As for what to call the “interactivity” resource that swap gates produce, it still doesn’t have an official name; some simply call it magic, and others throw around impromptu terms like “nonfermionic stuff.” Strelchuk prefers “fermionic magic.”
Further Islands on the Horizon
Now researchers are growing comfortable quantifying quantumness using three metrics, each corresponding to one of three classical simulation methods. If a collection of qubits is largely unentangled, has little magic, or simulates a bunch of nearly free fermions, then researchers know they can reproduce its output on a classical laptop. Any quantum circuit with a low score on one of these three quantum metrics lies in the shallows just off the shores of a classical island, and certainly won’t be the next Shor’s algorithm.
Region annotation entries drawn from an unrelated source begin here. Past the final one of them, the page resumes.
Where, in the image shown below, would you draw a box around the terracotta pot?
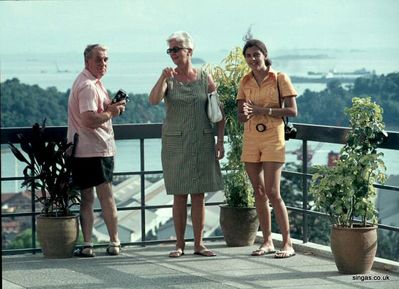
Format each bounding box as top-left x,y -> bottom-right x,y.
331,226 -> 377,274
37,215 -> 79,258
219,206 -> 259,247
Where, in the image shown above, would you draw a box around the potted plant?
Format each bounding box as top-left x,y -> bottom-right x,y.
310,97 -> 387,274
211,47 -> 259,246
9,120 -> 80,258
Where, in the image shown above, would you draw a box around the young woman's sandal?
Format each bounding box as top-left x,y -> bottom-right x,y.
73,245 -> 96,257
251,247 -> 276,256
194,248 -> 216,257
169,248 -> 184,258
107,242 -> 122,256
274,249 -> 295,259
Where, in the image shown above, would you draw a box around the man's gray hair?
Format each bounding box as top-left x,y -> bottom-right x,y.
166,31 -> 194,50
83,44 -> 108,61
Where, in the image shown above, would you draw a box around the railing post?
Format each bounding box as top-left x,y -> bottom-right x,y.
302,140 -> 309,243
140,138 -> 146,246
30,155 -> 36,254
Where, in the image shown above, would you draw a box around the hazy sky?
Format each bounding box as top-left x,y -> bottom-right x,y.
0,0 -> 399,53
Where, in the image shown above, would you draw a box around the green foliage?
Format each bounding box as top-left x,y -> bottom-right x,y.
9,120 -> 80,216
208,47 -> 254,207
310,97 -> 386,227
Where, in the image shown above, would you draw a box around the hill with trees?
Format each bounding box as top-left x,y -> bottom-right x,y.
294,73 -> 399,130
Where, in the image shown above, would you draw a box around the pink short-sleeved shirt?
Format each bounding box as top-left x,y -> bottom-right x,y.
68,69 -> 116,158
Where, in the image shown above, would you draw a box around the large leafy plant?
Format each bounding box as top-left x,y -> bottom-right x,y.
210,47 -> 254,208
310,97 -> 387,228
9,120 -> 80,216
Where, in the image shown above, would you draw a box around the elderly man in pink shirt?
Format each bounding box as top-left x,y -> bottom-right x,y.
68,44 -> 125,257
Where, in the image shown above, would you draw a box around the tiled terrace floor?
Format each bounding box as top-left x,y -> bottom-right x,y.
2,241 -> 399,289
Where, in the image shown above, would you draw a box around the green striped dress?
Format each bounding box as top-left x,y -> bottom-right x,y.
162,70 -> 223,195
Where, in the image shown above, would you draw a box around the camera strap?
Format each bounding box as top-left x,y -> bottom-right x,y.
276,72 -> 288,125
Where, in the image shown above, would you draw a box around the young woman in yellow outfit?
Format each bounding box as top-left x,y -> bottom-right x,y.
237,39 -> 297,258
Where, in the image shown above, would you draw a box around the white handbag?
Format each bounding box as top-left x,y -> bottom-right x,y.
207,91 -> 223,123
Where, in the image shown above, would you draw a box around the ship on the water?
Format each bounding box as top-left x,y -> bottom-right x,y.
291,68 -> 376,83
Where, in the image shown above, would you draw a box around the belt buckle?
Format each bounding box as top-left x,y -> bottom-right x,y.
256,123 -> 266,132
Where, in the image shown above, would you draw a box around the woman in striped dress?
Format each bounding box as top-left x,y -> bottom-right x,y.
149,32 -> 224,257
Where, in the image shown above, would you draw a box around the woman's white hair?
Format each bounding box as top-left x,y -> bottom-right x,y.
166,31 -> 194,50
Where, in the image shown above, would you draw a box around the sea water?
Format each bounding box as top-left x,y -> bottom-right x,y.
0,49 -> 399,95
1,139 -> 399,193
0,49 -> 399,192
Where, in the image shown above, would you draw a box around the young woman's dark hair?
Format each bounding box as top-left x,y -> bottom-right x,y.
242,39 -> 272,67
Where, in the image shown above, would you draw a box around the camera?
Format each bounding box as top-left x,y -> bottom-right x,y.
112,89 -> 129,103
284,123 -> 297,140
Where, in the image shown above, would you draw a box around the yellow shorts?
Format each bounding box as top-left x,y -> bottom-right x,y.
241,125 -> 285,163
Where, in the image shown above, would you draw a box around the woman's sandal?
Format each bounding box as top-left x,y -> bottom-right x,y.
73,245 -> 96,257
106,244 -> 122,256
169,248 -> 184,258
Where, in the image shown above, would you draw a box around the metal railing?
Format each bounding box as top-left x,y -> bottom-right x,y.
0,124 -> 399,254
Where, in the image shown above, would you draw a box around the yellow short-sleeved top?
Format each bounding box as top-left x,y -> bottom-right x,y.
237,68 -> 297,162
237,68 -> 297,134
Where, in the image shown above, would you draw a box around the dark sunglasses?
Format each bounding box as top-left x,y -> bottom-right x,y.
166,46 -> 187,54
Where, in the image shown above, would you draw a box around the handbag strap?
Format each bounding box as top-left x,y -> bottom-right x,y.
277,72 -> 288,125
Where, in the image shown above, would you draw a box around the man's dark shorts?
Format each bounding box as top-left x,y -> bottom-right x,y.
72,157 -> 114,190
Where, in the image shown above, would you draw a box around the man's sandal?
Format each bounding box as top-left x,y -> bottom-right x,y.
169,248 -> 184,258
106,243 -> 122,256
73,245 -> 96,257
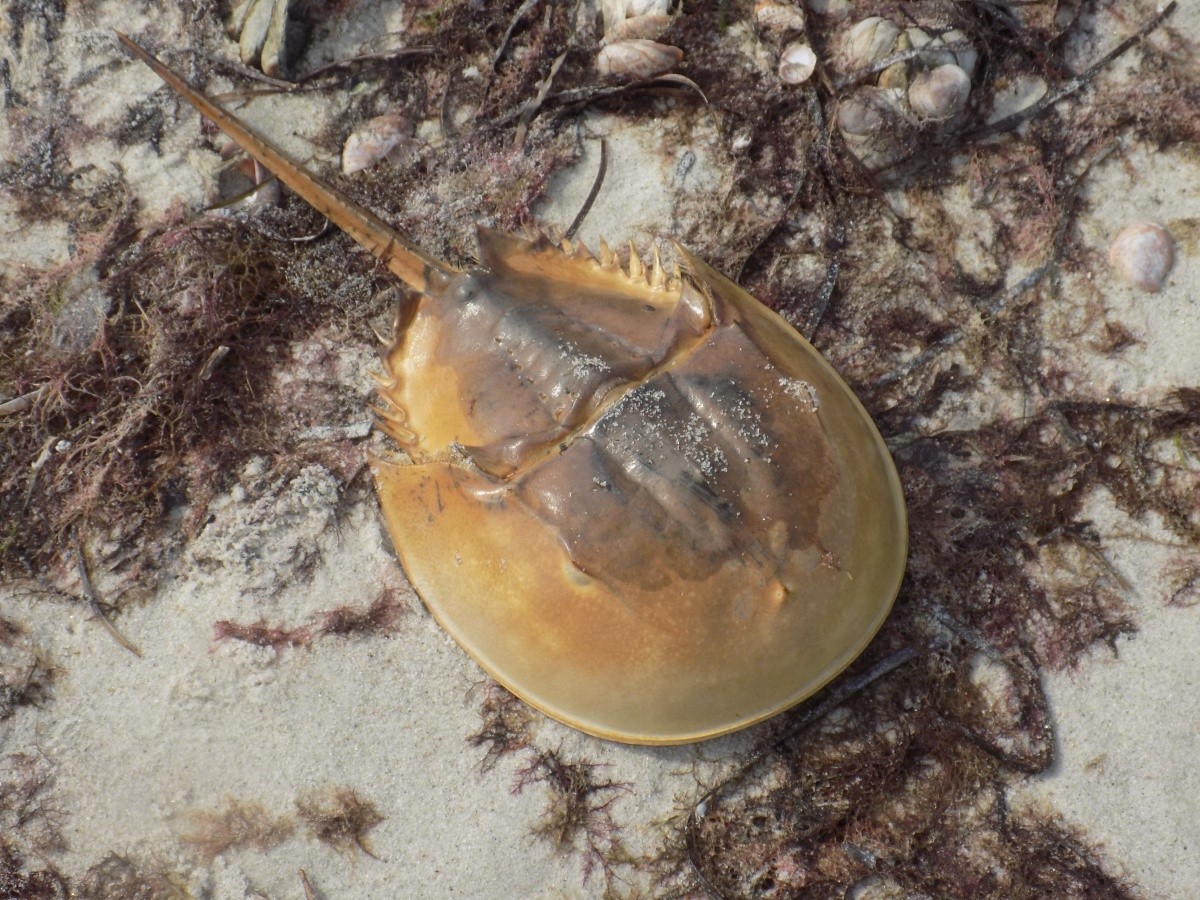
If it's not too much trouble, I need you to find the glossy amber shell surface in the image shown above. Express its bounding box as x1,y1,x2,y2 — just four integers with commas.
373,230,906,744
120,35,907,744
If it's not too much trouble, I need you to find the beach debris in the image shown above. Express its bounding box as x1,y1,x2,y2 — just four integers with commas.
779,42,817,84
908,64,971,121
342,113,413,175
1109,222,1175,294
226,0,307,78
754,0,804,37
835,88,905,168
842,16,900,70
595,38,683,79
121,36,907,744
605,13,674,42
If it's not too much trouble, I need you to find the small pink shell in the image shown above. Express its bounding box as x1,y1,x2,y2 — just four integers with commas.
595,38,683,78
1109,222,1175,294
342,113,412,175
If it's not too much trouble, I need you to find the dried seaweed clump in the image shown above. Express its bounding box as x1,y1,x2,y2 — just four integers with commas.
179,797,295,863
512,750,634,892
467,678,534,772
180,787,384,863
0,205,379,602
296,787,384,857
212,588,408,653
0,617,55,722
659,647,1135,900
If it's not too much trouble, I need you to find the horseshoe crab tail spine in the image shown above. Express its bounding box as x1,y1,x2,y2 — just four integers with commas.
116,31,455,293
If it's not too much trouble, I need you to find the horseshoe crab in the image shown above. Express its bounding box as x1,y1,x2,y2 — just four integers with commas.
120,35,907,744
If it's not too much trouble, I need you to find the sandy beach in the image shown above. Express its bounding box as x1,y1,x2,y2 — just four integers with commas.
0,0,1200,900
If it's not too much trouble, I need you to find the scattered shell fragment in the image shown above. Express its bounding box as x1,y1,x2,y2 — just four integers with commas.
754,0,804,35
595,38,683,78
1109,222,1175,294
842,16,900,71
779,43,817,84
600,0,672,43
342,113,413,175
226,0,304,77
895,26,979,77
606,13,672,42
908,64,971,121
836,88,904,169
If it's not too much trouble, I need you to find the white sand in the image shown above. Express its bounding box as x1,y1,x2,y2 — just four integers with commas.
0,2,1200,898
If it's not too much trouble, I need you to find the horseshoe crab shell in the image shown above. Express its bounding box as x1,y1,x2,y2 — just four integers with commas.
121,36,907,744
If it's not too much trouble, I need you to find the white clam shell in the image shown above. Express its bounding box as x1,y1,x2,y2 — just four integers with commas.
836,88,904,169
908,64,971,120
779,43,817,84
842,16,900,70
595,38,683,78
754,0,804,34
625,0,672,18
606,13,671,41
342,113,410,175
1109,222,1175,294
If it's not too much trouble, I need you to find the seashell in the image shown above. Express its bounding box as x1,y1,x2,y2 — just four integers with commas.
838,91,883,137
836,88,904,169
226,0,298,76
238,0,275,66
121,35,907,744
908,64,971,121
842,16,900,70
779,43,817,84
342,113,413,175
595,40,683,78
606,13,672,42
625,0,672,19
1109,222,1175,294
754,0,804,35
806,0,851,19
875,31,912,91
896,26,979,77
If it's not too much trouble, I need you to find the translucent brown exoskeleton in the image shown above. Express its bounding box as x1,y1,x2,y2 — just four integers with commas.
121,36,907,744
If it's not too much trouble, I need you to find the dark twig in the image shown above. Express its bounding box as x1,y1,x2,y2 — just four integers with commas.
871,137,1116,388
565,138,608,238
293,46,436,89
955,0,1176,142
512,50,570,146
74,535,142,658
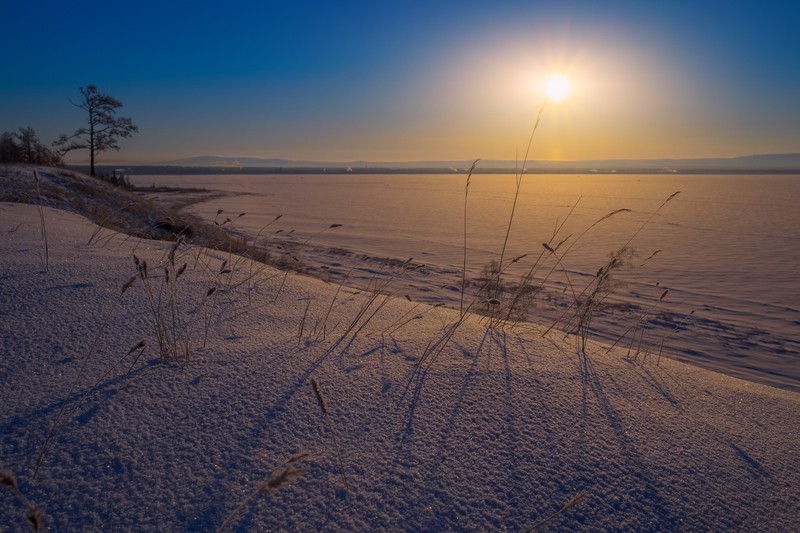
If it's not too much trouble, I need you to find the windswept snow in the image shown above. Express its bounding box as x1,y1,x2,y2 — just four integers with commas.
0,203,800,531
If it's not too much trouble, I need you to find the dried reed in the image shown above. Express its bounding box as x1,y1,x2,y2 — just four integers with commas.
311,378,350,491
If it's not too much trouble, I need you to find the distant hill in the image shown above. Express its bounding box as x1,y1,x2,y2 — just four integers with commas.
92,153,800,174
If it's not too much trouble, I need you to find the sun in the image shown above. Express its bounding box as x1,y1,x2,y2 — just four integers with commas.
544,74,570,102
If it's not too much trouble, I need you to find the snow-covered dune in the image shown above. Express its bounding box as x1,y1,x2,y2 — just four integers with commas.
0,203,800,531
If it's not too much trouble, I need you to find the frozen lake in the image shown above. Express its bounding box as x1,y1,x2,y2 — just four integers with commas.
132,174,800,390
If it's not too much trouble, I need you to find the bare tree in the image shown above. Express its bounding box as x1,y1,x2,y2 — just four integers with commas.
53,85,139,176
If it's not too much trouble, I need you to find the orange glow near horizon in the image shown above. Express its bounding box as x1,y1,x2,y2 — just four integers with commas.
544,74,572,103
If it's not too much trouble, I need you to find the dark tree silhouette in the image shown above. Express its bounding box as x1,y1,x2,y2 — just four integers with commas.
53,85,139,176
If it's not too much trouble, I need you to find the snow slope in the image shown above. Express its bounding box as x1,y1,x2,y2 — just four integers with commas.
0,203,800,531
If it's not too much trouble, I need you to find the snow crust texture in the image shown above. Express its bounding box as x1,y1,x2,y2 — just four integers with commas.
0,203,800,531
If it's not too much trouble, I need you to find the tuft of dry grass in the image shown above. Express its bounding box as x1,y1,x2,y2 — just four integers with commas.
217,453,308,532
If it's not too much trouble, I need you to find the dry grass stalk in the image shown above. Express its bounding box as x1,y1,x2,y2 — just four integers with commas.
525,491,589,533
217,453,308,532
311,378,350,491
33,169,50,272
459,159,480,316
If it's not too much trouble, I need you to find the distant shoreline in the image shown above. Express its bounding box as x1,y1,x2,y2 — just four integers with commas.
75,165,800,176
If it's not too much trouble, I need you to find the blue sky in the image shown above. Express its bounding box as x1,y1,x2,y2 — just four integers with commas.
0,0,800,162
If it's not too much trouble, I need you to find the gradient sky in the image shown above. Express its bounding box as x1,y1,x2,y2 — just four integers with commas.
0,0,800,163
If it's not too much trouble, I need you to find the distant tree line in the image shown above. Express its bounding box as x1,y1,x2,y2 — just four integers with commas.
0,128,64,166
0,85,139,176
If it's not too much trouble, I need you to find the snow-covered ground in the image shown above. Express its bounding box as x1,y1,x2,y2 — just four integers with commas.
0,203,800,531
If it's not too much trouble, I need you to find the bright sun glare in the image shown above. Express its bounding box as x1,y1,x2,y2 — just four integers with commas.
544,74,570,102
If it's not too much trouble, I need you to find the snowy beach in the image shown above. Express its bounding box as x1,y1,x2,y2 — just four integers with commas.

“Ultimately, [studying classical simulation] does help us understand where quantum advantage can be found,” Gosset said.
But the more familiar researchers get with these three different ways of measuring how quantum a bunch of qubits can be, the more misguided the initial dream of finding a single number that captures all aspects of quantumness seems. In a strictly computational sense, any given circuit must have a single shortest time required to simulate it using the fastest of all possible algorithms. Yet entanglement, magic and fermionic magic are quite different from each other, so the prospect of unifying them under one grand quantum metric to calculate that absolute shortest run time seems remote.
“I don’t think that question makes any sense,” Jozsa said. “There’s no kind of single thing which if you shovel more of it in, you get more power.”
Rather, the three quantum resources seem to be artifacts of the mathematical languages used to cram the complexity of quantumness into simpler frameworks. Entanglement emerges as a resource when you practice quantum mechanics in the way Schrödinger outlined, which uses his eponymous equation to predict how a particle’s wave function will change in the future. This is the textbook version of quantum mechanics, but it isn’t the only version.
When Gottesman developed his method of simulating Clifford circuits, he based it on an older variety of quantum mechanics developed by Werner Heisenberg. In Heisenberg’s mathematical language, the state of the particles doesn’t change. Instead, it’s the “operators” — the mathematical objects you might use to predict the odds of some observation — that evolve. Restricting one’s view to free fermions involves viewing quantum mechanics through yet another mathematical lens.
Each mathematical language eloquently captures certain aspects of quantum states, but at the price of garbling some other quantum property. These clumsily expressed properties then become the quantum resource in that mathematical framework — the magic, the entanglement, the fermionic magic. Overcoming this limitation and identifying one quantum feature to rule them all, Jozsa speculates, would require learning all the possible mathematical languages for expressing quantum mechanics and looking for universal traits they all might share.
That’s not a particularly serious research proposal, but researchers are studying further quantum languages beyond the major three, and the corresponding quantum resources that come along with them. Hsieh, for instance, is interested in phases of quantum matter that produce nonsensical negative probabilities when analyzed in a standard way. This negativity, he has found, can define certain phases of matter just as magic can.
Decades ago, it seemed as if the answer to the question of what makes a system quantum was obvious. Today, researchers know better. After 20 years exploring the first few classical islands, many suspect their voyage may never come to a close. Even as they continue to refine their understanding of where quantum power is not, they know they may never be able to say precisely where it is.